# Need help! Is this her First heat?!



## charl0111 (Oct 2, 2013)

Rubi is nearly 5 1/2 months old, yesterday we were walking and she had blood in her wee. Worried, I rang the vet who told me to go in. She examined her and said she thinks she is more than likely starting her first heat...

I have never had a female dog before and there hasn't been any blood today but she is weeing an awful lot in the house, she is usually very we'll house trained but she's making no effort to go to the door even if it's open!!

She is a little swollen down below but nothing that is really obvious! 

Can anyone shed any light on this? 

Thanks

Charlotte (and rubi)


----------



## texasred (Jan 29, 2012)

If one of my females is having accidents in the house, it has always been a UTI.. I would go back to the vet.


----------



## charl0111 (Oct 2, 2013)

That was my first thought, it's not small amounts of wee though, and the vet said if it was a uti she would be struggling to go, with very little or nothing coming out. She said give it a week and if no more signs then they would do a swab.

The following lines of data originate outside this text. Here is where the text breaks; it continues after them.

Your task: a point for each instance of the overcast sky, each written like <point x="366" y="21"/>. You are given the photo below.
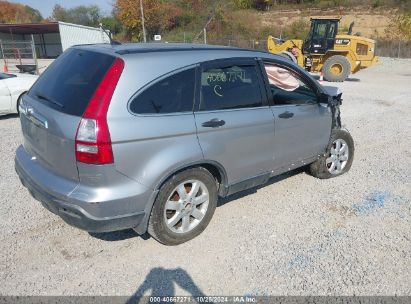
<point x="46" y="6"/>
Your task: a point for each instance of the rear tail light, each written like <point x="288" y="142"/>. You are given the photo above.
<point x="93" y="142"/>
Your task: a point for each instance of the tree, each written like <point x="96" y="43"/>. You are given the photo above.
<point x="158" y="16"/>
<point x="404" y="25"/>
<point x="84" y="15"/>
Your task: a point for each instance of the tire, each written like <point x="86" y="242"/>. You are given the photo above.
<point x="323" y="167"/>
<point x="174" y="220"/>
<point x="336" y="68"/>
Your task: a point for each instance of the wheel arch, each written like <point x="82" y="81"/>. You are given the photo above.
<point x="215" y="168"/>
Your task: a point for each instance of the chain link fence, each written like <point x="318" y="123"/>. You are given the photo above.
<point x="383" y="48"/>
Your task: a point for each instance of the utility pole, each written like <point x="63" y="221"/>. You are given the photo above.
<point x="142" y="20"/>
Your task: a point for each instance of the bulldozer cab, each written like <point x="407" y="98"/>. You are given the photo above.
<point x="321" y="37"/>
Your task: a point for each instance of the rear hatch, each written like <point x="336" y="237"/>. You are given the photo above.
<point x="52" y="109"/>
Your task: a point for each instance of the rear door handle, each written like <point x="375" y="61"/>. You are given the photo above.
<point x="286" y="115"/>
<point x="37" y="119"/>
<point x="214" y="123"/>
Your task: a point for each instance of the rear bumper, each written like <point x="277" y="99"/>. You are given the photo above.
<point x="77" y="213"/>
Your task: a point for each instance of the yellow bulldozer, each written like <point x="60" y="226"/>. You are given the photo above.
<point x="325" y="50"/>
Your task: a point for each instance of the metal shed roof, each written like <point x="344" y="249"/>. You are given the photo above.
<point x="30" y="28"/>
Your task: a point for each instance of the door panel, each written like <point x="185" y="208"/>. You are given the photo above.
<point x="235" y="125"/>
<point x="301" y="132"/>
<point x="302" y="125"/>
<point x="5" y="98"/>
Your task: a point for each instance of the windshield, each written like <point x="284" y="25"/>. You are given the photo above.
<point x="69" y="83"/>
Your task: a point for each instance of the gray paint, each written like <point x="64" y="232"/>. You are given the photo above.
<point x="252" y="145"/>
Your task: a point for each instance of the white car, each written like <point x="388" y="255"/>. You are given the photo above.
<point x="12" y="88"/>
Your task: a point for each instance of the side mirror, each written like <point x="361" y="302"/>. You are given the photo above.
<point x="331" y="101"/>
<point x="324" y="98"/>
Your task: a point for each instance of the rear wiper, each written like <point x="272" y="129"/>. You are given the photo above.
<point x="49" y="100"/>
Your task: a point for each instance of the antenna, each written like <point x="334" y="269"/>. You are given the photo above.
<point x="108" y="33"/>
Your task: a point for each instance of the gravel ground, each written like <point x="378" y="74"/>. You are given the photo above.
<point x="295" y="236"/>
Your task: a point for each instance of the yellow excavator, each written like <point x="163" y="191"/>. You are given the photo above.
<point x="324" y="50"/>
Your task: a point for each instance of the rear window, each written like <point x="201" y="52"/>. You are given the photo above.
<point x="69" y="83"/>
<point x="5" y="76"/>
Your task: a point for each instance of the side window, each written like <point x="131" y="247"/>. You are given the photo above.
<point x="230" y="88"/>
<point x="172" y="94"/>
<point x="287" y="88"/>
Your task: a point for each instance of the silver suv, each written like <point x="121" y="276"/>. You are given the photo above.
<point x="149" y="136"/>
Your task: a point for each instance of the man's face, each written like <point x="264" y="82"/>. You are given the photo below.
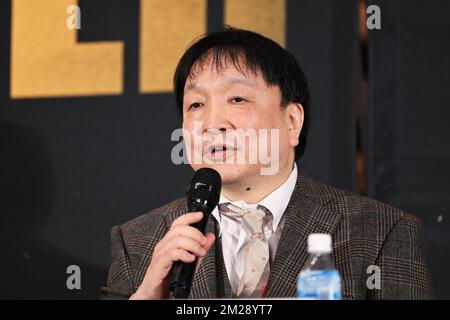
<point x="221" y="107"/>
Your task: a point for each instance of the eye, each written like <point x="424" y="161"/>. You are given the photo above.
<point x="237" y="100"/>
<point x="195" y="105"/>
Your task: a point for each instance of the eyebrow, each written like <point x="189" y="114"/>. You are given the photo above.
<point x="194" y="85"/>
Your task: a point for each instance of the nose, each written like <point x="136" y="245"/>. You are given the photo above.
<point x="216" y="119"/>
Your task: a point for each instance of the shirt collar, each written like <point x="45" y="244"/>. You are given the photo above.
<point x="276" y="202"/>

What would the signs of heat be?


----------



## texasred (Jan 29, 2012)

I've had a female get a UTI while in heat. So confirming she is in heat will not rule out UTI. 

Heat signs are swelling and discharge.


----------



## charl0111 (Oct 2, 2013)

Ok thank you.

The vet wants to let nature run its course before interfering with anti bionics for a uti..... Guess I need to go with what she says?


----------



## mswhipple (Mar 7, 2011)

No. I would go to another Vet before I would take that kind of chance. A UTI is not going to "run its course" typically. She will need antibiotics if that's what it is. One of our members some time ago actually lost his dog (the dog died) because of a simple UTI that went untreated for too long. 

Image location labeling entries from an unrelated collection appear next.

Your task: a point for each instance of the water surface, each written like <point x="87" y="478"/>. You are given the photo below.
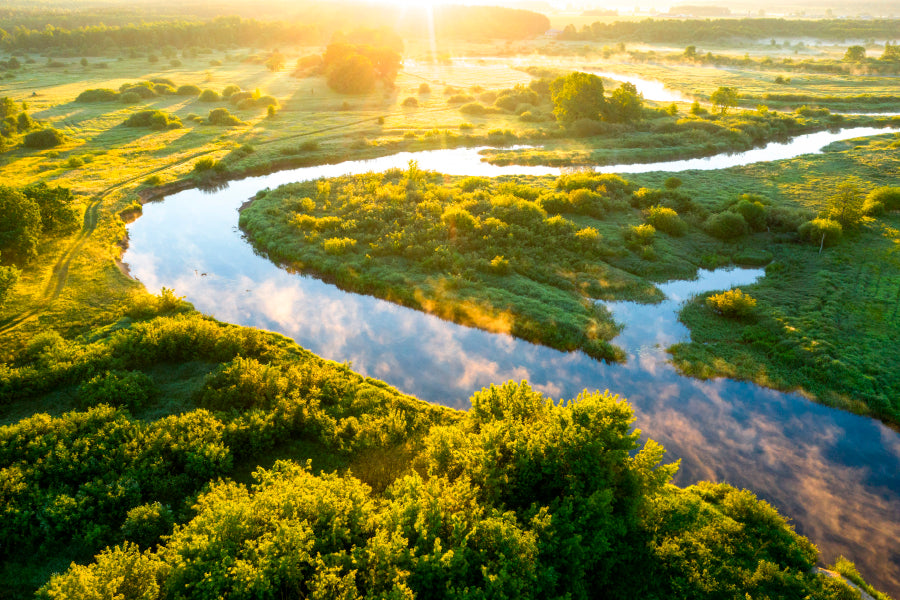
<point x="833" y="473"/>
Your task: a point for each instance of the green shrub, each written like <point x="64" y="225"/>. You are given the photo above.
<point x="238" y="96"/>
<point x="132" y="389"/>
<point x="726" y="225"/>
<point x="209" y="96"/>
<point x="473" y="108"/>
<point x="188" y="90"/>
<point x="144" y="90"/>
<point x="221" y="116"/>
<point x="667" y="220"/>
<point x="753" y="211"/>
<point x="642" y="235"/>
<point x="821" y="231"/>
<point x="130" y="98"/>
<point x="43" y="138"/>
<point x="733" y="303"/>
<point x="154" y="119"/>
<point x="887" y="197"/>
<point x="98" y="95"/>
<point x="147" y="523"/>
<point x="204" y="164"/>
<point x="338" y="245"/>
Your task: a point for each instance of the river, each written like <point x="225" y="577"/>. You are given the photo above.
<point x="833" y="473"/>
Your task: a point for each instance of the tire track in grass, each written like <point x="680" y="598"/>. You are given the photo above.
<point x="60" y="271"/>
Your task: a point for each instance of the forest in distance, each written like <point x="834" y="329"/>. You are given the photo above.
<point x="150" y="451"/>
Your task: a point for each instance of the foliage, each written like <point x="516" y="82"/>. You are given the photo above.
<point x="20" y="226"/>
<point x="223" y="118"/>
<point x="732" y="303"/>
<point x="131" y="389"/>
<point x="8" y="278"/>
<point x="821" y="231"/>
<point x="882" y="199"/>
<point x="577" y="96"/>
<point x="188" y="90"/>
<point x="154" y="119"/>
<point x="352" y="74"/>
<point x="209" y="96"/>
<point x="724" y="98"/>
<point x="625" y="105"/>
<point x="409" y="237"/>
<point x="667" y="220"/>
<point x="98" y="95"/>
<point x="845" y="205"/>
<point x="726" y="225"/>
<point x="43" y="138"/>
<point x="521" y="497"/>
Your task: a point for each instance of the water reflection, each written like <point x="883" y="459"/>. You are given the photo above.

_p.s. You're going to need to collect a urine sample to take in to the Vet for testing. It's not as hard as you might think. Go to the Dollar Store and buy a $1 soup ladle, to be used for this purpose only. Duct tape the ladle onto the end of a yard stick. When she squats to pee, slide the soup ladle under her and catch some of it. Put it into a glass or plastic container that you don't want back. Take it to the Vet._


----------



## texasred (Jan 29, 2012)

I've never had a vet tell me to let a UTI run its course.


----------



## einspänner (Sep 8, 2012)

It seems early for her first heat from what I've heard. Has anyone known of a V go into heat at that age? 

I'd also think if it were a UTI it would be more obvious. Scout had one a few months back and she had accidents in the house and would also pee many times outside with reduced flow, clear straining. 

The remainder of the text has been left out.